Al di là di queste futili "accuse", da qualche settimana Reitman è ufficialmente il regista designato a raccogliere l'eredità di papà Ivan, che diresse i primi due cult e che ha commentato così, qualche tempo fa, l'ufficialità di suo figlio come regista del terzo capitolo: "Ha lavorato duramente per essere un regista indipendente e ha intrapreso una splendida carriera".
Ed è proprio così. Perché Jason Reitman dalla metà degli anni 2000 ha costruito un solido percorso, plasmando da un film all'altro un'identità ben precisa, sfruttando un tipo di cinema indipendente capace di mantenere comunque un'aura commerciale in grado di raggiungere un vasto pubblico.
Ultimo lavoro di questo filone è The Front Runner - Il vizio del potere, la storia del politico americano Gary Hart - impegnativa e del tutto riuscita prova per Hugh Jackman - costretto a fare i conti con le speculazioni sulla sua vita privata che hanno minacciato la sua corsa alle presidenziali. Un cinema differente da quello a cui Jason Reitman ci ha abituati ma equilibrato e scrupoloso, che ci permette di approfondire la carriera del prossimo regista di Ghostbusters III.

Debutto al tabacco

Cresciuto a pane e pellicola, Jason Reitman inizia a fare capolino inizialmente come baby attore, in brevissime apparizioni. Molti di voi ricorderanno il pestifero ragazzino che all'inizio di Ghostbusters II ‘offende' Ray (Dan Aykroyd) nel corso di una festa per bambini. Pochi però sanno che si tratta proprio del piccolo Jason, che sotto la supervisione del padre Ivan prende i primi contatti con quel mondo che diventerà anche il suo, seppur dietro la macchina da presa.
Tuttavia passeranno sedici anni prima che Reitman Jr. battezzi il suo esordio da regista: nel 2005, a soli 28 anni, Jason Reitman gira il suo primo film dal romanzo di Christopher Buckley, Thank You for Smoking.
Un esordio grintoso e originale, che rifugge il politically correct ed entra a gamba tesa sul potere delle lobby e delle multinazionali del tabacco. L'originalità risiede soprattutto nello sguardo che Reitman propone allo spettatore: quello del lobbista Nick Naylor (Aaron Eckhart), simbolo di una società senza alcun senso della morale e dell'etica, che vive nel nome del Dio denaro a discapito della vita delle persone. Naylor è soltanto il primo di una serie di personaggi che ritorneranno in altre occasioni nella filmografia di Jason Reitman.
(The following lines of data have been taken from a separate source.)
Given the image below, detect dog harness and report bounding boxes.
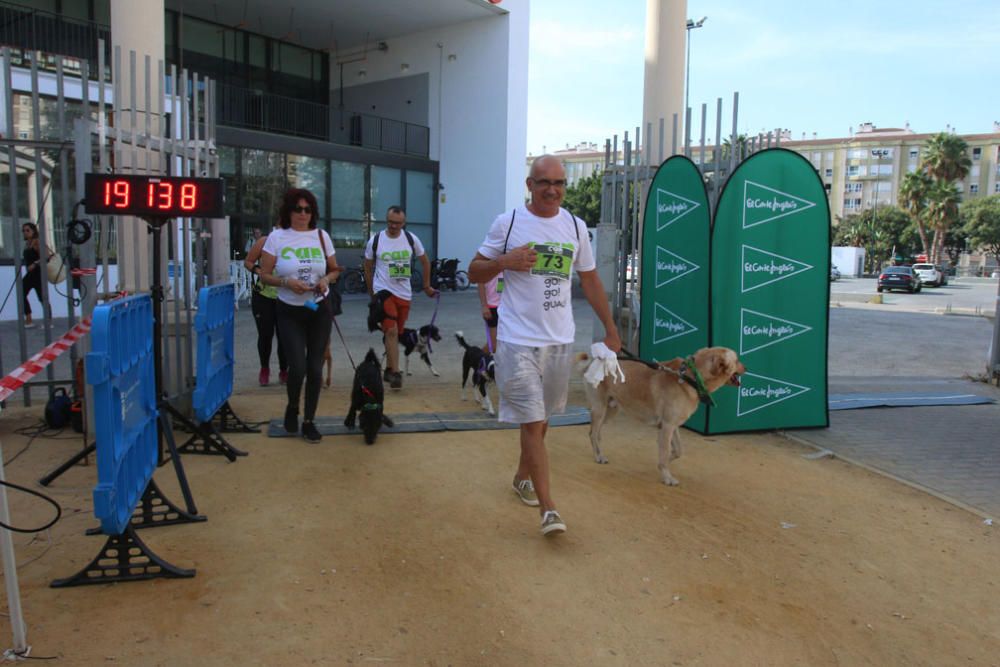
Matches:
[619,348,715,408]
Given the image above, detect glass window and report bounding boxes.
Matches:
[406,222,437,261]
[405,171,434,222]
[288,155,330,218]
[240,148,285,220]
[371,166,409,222]
[330,160,365,220]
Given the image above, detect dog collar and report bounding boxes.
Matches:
[677,357,715,408]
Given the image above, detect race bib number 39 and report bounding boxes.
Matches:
[529,243,573,280]
[389,260,410,280]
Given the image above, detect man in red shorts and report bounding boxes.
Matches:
[365,206,437,389]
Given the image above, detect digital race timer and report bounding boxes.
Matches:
[85,174,225,218]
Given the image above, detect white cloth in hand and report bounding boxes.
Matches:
[583,343,625,387]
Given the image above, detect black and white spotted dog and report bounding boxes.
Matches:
[455,331,496,415]
[344,348,395,445]
[399,324,441,377]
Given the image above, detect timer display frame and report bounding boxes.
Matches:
[84,174,226,218]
Tra adolescenza e young adult

Il primo grande successo internazionale arriva due anni più tardi. Lasciando le redini del soggetto e della sceneggiatura all'astro nascente Diablo Cody, Jason Reitman permette che in Juno parli soprattutto la macchina da presa.
Giocando con un genere eclettico come la commedia agrodolce, la coppia Cody-Reitman mescola riflessioni profonde a una forma scanzonata e sarcastica propria del personaggio che domina la scena, interpretato dalla bravissima Ellen Page. Juno è una sedicenne che rimane incinta e che, tra alti e bassi, vive la gravidanza come un percorso di formazione sull'amore, il sesso e l'amicizia.
Quattro nomination agli Oscar e una statuetta per la miglior sceneggiatura originale lanciano la carriera di Diablo Cody e confermano il talento di Jason Reitman nello scovare storie apparentemente semplici ma ricche di argomentazioni. In questo caso un altro personaggio si ritrova a vivere un percorso complicato, nel quale conosce la solitudine e il bisogno di dover accelerare i tempi della propria crescita.
Una solitudine diversa è invece quella che vive Ryan Bingham. Con Tra le nuvole, Jason Reitman prosegue il suo percorso legato a personaggi in qualche modo isolati. Quello di Ryan Bingham è un isolamento coccolato, ricercato, amato. Difeso. George Clooney si cala in uno dei ruoli più convincenti e interessanti della sua carriera; costantemente in viaggio per lavoro, tra aeroporti e alberghi, carte fedeltà e miglia aeree da accumulare. Un uomo dedito costantemente al proprio lavoro. Un lavoro odioso, cinico e ridondante. Un meccanismo rodato nel quale s'inserisce la giovane e acerba Natalie (Anna Kendrick), convinta di poter togliere la polvere alla routine di Ryan per innovare e riequilibrare l'azienda.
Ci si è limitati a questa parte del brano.